This is the Lafered Blog Site
Posted on February 22, 2013 by lafered
This site is new as of this moment, the need made clear by the long winded posts I have been making to people through Facebook and the chat list my college makes available to faculty. I am sure I have lost some Facebook friends and know that some of my colleagues would block me if they could find a way. I have also been posting on Diane Ravitch’s site (http://dianeravitch.net/) and, earlier, at Fireside Learning (http://firesidelearning.ning.com/profile/StephenLafer) and have come to think that I probably take up too much of their space. So Lafered is my new place for putting down what I am compelled by some unnamable force to write and make public.
I have been teaching for about 35 years now, once at a public school and a few times at universities, the most recent post 25 years in duration and still counting, at the University of Nevada, Reno where I teach in the teacher education program. I am a frustrated educator of teacher in a state that should be frustrated by its inability to develop a truly good educational system. I have tried to better what I considered not so good by developing the first real middle school program in the area, creating a program for younger kids at the local Boys and Girls Club that worked to get students interested in academic studies through gardening and art projects, and by starting a charter high school for disenchanted adolescents who, like most, are full of talent and energy and smarts but not ready to give in to what the schools system asks them to give into.

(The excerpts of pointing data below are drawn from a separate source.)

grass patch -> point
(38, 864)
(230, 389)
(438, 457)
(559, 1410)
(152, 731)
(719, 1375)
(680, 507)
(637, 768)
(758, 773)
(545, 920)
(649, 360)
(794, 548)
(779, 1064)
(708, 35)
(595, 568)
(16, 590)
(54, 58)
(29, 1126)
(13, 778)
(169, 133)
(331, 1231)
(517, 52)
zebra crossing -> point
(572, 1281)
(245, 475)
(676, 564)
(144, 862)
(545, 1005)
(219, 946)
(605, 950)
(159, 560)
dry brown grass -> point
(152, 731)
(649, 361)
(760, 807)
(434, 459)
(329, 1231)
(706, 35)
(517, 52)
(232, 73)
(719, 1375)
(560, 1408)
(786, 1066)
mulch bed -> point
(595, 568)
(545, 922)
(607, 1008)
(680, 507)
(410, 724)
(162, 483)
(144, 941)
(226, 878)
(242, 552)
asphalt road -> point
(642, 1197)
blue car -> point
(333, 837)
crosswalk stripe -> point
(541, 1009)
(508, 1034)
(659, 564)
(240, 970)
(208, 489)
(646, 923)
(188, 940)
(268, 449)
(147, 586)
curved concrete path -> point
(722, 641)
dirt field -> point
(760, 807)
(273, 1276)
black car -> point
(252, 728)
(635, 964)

I have been writing of late about the current debates over the efficacy of the new Common Core State Standards, the manner in which they were created, the manner in which they are being implemented, their role as the way away from No Child Left Behind’s tragic effects, and the strings attached that need be cut if the good things in the standards are to be allowed to do well by students and this long suffering nation, built on the best of principles but harmed severely by the undemocratic behavior of the few who seem to want it all for themselves.

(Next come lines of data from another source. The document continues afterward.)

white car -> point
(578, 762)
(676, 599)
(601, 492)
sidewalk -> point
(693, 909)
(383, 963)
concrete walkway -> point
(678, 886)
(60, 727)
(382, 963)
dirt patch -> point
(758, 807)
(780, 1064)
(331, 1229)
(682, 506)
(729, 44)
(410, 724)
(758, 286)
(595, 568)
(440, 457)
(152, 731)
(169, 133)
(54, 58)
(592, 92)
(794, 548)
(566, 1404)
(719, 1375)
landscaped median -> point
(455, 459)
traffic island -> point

I am for schools that teach to the democratic imperative, that are true to the idea that the opinions of people deserve to be respected and care deeply that schools help students develop the skills, knowledge, and dispositions that will help them to make contributions to the cause of building the “more perfect union.” This is the work of the citizen of a truly humane society, a society that works toward “perfection” by studying the nature of being and finding ways to maximize human potential through the conversation that is the democratic process.

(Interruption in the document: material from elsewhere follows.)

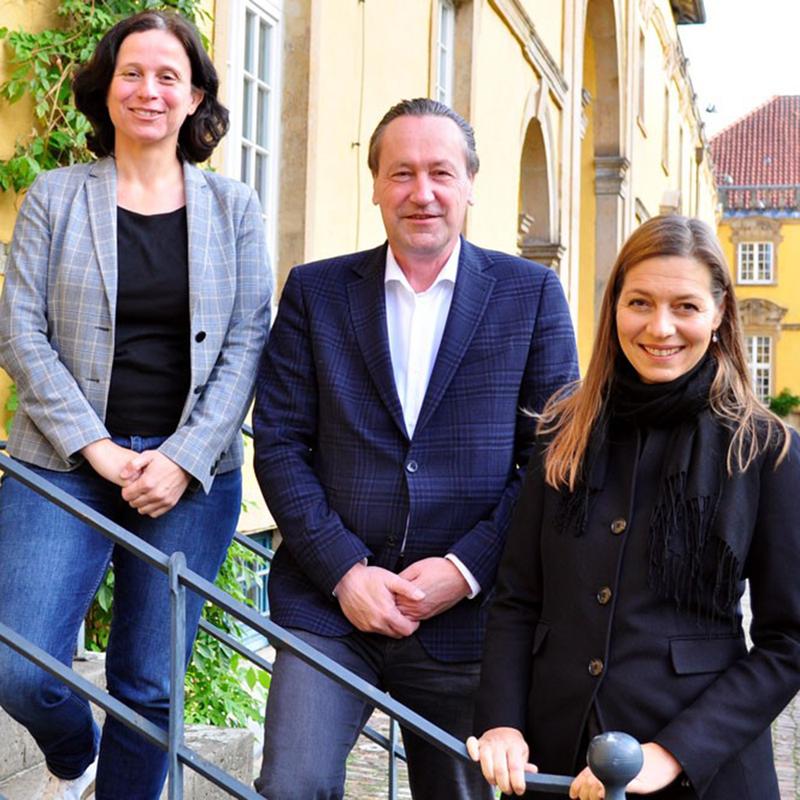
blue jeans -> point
(312, 723)
(50, 567)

I also know that schools have a long way to go to become the schools they must be if they are to serve a society that maximizes individual freedom by providing a superstructure build on justice within which free individuals can live together in peace and prosperity. The education that leads to full citizenship in such a society will always be a work in progress, for it is a system that allows for its citizens to have a say in how it operates and what it teaches and is, thus, eminently changeable but permanently just and demanding of good reason and thoughtful disputation.
I will have more to say about my notions of the good system and how it might come into being and what that exists now might help to move things in the right direction. My writing for the blog sites noted above contain the essence of my thinking to date. I invite you to take a look at those posts.